Unbabel/M-Prometheus-14B is a 14.8 billion parameter open LLM judge developed by Unbabel, designed for natively evaluating multilingual outputs. This model was trained on 480,000 instances of multilingual direct assessment and pairwise comparison data, including long-form feedback. It specializes in providing detailed feedback and scoring for tasks like machine translation evaluation, leveraging a comprehensive rubric. M-Prometheus-14B is particularly suited for assessing the quality of multilingual text generation with high accuracy and detailed reasoning.
Overview
Unbabel/M-Prometheus-14B is a 14.8 billion parameter large language model specifically developed as an open LLM judge. Its primary function is to natively evaluate multilingual outputs, distinguishing it from general-purpose LLMs. The model was trained on an extensive dataset comprising 480,000 instances of multilingual direct assessment and pairwise comparison data, which included detailed long-form feedback.
Key Capabilities
- Multilingual Evaluation: Designed to assess text quality across multiple languages.
- Detailed Feedback Generation: Provides comprehensive feedback based on specific score rubrics, similar to Prometheus-2.

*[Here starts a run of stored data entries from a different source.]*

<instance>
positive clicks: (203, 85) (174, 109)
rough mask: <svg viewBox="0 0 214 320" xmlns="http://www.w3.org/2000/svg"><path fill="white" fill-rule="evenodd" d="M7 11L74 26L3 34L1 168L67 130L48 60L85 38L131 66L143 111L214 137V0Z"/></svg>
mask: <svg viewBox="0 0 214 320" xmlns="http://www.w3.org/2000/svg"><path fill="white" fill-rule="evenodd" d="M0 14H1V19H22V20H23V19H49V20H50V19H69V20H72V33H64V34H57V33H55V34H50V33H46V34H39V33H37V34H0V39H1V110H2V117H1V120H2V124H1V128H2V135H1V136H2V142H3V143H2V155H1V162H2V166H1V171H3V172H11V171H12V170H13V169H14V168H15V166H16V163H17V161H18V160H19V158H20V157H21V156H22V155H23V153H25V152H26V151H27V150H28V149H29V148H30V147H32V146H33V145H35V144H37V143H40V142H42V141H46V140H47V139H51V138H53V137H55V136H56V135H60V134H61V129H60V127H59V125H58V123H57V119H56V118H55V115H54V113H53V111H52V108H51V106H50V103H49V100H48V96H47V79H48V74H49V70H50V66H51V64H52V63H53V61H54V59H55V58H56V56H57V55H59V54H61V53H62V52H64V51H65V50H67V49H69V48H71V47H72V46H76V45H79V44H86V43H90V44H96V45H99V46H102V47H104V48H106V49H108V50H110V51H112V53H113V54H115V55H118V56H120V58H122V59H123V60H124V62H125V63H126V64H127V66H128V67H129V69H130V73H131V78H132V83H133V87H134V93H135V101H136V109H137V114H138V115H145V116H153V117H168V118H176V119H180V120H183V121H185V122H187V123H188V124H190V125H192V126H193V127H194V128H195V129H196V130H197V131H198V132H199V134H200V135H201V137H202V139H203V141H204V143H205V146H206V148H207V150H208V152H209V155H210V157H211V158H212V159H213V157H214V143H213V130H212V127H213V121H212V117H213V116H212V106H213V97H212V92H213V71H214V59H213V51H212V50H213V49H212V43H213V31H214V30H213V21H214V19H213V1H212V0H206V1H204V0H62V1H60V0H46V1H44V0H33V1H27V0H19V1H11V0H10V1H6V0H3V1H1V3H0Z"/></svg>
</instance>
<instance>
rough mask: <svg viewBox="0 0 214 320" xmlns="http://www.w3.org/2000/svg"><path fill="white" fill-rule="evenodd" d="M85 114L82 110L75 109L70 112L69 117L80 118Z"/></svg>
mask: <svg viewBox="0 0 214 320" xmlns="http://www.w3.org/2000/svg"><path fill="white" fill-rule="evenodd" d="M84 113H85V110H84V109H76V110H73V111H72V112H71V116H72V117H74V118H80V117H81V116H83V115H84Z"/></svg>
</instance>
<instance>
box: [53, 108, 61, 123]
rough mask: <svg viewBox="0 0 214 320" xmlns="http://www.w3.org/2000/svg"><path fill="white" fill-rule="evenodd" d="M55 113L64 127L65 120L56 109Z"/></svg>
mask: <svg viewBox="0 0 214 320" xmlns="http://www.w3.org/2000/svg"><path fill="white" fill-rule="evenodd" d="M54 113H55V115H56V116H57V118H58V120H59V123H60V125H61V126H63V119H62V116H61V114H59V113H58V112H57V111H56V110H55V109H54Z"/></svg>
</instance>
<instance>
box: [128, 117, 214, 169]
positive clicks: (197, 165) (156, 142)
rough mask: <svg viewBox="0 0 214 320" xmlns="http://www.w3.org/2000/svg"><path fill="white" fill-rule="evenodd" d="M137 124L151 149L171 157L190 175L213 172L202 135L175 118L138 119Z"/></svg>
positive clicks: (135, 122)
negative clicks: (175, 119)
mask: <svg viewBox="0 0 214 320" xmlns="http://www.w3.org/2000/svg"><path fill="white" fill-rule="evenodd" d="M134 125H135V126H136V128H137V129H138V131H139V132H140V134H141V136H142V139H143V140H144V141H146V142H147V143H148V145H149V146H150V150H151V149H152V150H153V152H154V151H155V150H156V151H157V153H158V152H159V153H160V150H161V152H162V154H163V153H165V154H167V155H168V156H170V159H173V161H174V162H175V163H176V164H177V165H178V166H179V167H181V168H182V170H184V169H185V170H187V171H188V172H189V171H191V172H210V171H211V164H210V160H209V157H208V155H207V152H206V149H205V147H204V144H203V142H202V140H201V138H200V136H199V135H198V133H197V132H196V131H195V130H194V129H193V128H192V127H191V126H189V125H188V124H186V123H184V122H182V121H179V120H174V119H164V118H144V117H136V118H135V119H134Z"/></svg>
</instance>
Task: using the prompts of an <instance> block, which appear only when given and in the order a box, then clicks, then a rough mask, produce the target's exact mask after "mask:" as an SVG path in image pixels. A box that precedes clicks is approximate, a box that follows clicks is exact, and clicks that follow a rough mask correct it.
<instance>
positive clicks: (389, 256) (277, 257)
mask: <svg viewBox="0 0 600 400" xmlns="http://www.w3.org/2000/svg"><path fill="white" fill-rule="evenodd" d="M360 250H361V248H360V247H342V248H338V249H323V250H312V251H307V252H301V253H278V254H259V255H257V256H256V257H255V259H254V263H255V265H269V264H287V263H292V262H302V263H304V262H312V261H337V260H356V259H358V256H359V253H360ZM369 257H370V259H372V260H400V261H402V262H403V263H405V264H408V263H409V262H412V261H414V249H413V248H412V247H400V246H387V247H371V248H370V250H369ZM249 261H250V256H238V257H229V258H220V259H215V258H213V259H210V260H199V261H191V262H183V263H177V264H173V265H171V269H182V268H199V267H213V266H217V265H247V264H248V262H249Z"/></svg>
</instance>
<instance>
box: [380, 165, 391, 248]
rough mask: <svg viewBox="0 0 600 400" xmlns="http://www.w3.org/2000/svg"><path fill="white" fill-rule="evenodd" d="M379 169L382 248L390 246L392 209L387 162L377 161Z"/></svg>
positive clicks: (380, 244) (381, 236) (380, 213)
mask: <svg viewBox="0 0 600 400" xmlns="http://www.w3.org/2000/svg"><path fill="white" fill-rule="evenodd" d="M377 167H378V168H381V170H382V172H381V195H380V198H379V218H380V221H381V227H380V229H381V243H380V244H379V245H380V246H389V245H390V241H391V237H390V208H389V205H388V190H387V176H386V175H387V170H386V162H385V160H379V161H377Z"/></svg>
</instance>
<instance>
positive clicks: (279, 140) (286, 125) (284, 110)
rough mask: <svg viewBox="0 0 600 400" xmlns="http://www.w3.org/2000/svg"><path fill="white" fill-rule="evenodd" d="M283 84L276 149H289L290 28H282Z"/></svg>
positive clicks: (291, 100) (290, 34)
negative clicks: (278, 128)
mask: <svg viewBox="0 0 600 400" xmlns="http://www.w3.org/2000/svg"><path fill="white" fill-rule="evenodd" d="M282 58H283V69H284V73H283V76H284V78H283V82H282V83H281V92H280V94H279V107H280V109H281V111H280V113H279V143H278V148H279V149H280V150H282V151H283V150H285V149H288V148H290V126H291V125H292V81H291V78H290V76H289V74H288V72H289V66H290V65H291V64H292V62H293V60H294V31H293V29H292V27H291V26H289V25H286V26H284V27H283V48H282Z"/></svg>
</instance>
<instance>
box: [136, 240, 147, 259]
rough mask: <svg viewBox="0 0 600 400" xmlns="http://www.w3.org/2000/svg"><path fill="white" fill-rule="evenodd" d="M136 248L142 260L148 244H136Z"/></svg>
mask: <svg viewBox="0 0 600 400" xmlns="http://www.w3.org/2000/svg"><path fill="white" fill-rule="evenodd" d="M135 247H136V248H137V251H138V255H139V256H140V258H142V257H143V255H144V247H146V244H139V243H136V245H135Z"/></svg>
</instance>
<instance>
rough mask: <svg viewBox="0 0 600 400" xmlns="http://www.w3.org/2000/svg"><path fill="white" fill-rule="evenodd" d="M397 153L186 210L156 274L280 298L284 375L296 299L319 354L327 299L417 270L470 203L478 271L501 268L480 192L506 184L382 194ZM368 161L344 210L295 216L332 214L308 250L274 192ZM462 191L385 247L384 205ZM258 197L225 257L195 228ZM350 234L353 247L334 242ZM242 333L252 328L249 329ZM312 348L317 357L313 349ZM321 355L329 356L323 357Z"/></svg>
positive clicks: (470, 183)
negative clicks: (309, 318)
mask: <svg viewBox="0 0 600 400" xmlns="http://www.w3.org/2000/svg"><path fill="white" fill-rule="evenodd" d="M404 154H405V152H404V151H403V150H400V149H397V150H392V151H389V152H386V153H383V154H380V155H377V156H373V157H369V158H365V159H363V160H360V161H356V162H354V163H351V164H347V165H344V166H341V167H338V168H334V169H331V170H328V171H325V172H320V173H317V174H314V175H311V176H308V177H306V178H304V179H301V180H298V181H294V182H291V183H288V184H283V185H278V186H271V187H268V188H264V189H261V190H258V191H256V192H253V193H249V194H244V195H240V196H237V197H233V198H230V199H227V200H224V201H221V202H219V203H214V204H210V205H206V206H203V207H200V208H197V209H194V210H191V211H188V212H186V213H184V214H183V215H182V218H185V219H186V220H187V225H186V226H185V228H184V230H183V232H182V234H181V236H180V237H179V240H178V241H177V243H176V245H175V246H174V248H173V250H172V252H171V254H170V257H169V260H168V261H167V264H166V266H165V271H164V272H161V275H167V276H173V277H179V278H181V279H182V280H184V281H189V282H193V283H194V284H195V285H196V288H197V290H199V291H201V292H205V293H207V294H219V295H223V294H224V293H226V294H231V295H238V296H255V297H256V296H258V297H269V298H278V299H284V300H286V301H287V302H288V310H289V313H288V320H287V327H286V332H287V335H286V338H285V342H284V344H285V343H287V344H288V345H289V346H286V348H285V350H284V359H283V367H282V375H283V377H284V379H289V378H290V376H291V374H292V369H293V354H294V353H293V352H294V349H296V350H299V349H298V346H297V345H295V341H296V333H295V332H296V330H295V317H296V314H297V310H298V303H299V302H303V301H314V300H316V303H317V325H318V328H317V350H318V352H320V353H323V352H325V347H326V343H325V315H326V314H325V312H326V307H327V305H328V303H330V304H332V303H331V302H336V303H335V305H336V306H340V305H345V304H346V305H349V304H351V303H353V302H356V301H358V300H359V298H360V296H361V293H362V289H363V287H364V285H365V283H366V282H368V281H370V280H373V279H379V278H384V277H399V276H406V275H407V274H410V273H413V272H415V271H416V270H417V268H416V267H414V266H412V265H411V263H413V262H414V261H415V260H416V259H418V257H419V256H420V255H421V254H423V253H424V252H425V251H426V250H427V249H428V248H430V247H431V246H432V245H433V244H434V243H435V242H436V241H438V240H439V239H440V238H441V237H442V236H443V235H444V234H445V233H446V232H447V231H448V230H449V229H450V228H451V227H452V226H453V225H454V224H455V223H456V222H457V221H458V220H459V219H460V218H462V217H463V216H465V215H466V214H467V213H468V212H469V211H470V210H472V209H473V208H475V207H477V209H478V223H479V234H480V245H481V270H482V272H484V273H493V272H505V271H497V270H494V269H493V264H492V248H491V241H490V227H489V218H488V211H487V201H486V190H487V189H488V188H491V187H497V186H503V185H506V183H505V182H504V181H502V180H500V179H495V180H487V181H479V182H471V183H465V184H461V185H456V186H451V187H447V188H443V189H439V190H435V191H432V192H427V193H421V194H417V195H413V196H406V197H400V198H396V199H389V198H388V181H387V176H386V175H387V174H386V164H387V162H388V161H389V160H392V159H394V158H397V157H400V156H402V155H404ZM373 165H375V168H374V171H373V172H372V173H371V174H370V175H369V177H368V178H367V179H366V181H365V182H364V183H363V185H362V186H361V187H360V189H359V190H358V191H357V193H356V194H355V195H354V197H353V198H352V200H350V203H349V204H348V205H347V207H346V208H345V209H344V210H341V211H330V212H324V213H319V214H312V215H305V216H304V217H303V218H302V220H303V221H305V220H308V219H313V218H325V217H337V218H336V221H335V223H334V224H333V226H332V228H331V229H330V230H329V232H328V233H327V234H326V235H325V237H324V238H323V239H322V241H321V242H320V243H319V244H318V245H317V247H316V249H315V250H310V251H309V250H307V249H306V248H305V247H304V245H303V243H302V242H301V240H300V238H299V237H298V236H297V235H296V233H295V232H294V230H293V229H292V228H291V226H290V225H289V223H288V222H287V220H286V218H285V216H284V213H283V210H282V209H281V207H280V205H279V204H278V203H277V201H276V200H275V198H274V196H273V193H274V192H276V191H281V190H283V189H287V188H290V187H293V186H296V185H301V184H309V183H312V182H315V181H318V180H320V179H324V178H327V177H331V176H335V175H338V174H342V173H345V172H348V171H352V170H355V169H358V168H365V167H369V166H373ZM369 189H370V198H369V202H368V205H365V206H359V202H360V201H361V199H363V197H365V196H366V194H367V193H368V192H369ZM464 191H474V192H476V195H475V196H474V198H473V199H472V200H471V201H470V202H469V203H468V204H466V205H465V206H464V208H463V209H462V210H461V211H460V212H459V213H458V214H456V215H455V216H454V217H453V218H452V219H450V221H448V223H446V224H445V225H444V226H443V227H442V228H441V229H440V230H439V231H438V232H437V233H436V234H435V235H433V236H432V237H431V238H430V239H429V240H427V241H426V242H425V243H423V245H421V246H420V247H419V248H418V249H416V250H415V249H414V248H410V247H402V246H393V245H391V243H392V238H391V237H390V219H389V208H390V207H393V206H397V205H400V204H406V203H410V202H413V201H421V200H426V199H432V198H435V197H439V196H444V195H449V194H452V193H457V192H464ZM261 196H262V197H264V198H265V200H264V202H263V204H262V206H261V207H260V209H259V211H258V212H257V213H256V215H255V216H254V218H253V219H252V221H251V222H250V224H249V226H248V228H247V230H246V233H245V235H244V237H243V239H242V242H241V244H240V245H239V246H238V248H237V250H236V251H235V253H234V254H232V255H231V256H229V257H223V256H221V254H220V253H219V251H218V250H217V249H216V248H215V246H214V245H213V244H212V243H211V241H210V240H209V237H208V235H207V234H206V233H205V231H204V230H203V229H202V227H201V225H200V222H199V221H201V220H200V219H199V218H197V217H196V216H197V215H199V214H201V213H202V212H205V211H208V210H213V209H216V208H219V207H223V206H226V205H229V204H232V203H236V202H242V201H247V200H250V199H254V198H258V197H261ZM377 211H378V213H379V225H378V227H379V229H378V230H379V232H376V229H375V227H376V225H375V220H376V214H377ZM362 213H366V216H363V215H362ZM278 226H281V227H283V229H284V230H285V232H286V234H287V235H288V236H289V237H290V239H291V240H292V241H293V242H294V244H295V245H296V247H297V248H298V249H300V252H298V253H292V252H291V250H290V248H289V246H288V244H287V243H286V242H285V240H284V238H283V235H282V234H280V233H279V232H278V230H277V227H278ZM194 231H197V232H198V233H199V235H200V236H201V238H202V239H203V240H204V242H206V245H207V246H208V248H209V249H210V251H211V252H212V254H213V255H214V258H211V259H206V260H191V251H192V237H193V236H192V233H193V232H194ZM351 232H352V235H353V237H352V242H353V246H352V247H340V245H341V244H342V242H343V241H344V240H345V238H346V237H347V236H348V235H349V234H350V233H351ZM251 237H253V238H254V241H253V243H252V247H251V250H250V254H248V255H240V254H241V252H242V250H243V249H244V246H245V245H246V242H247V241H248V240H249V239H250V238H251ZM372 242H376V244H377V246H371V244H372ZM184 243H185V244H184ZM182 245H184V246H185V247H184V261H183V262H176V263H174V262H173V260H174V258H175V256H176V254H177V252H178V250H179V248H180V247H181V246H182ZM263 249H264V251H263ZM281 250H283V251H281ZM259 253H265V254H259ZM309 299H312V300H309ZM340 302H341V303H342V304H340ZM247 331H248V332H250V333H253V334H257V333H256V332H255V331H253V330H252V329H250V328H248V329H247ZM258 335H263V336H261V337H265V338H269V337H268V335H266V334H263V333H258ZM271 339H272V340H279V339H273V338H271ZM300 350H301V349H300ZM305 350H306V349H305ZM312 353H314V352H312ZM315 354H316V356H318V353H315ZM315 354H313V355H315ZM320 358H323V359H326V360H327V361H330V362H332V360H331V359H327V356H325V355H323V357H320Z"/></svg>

- Scoring System: Assigns an integer score (1-5) based on predefined criteria like Accuracy, Fluency, and Style.
- Machine Translation (MT) Evaluation: Optimized for direct-assessment MT evaluation, using a structured prompt format to guide its assessment.
Good For
- Automated quality assessment of multilingual text generation.
- Evaluating machine translation outputs against reference answers and detailed rubrics.
- Researchers and developers needing an open-source, specialized LLM for judging text quality in diverse languages.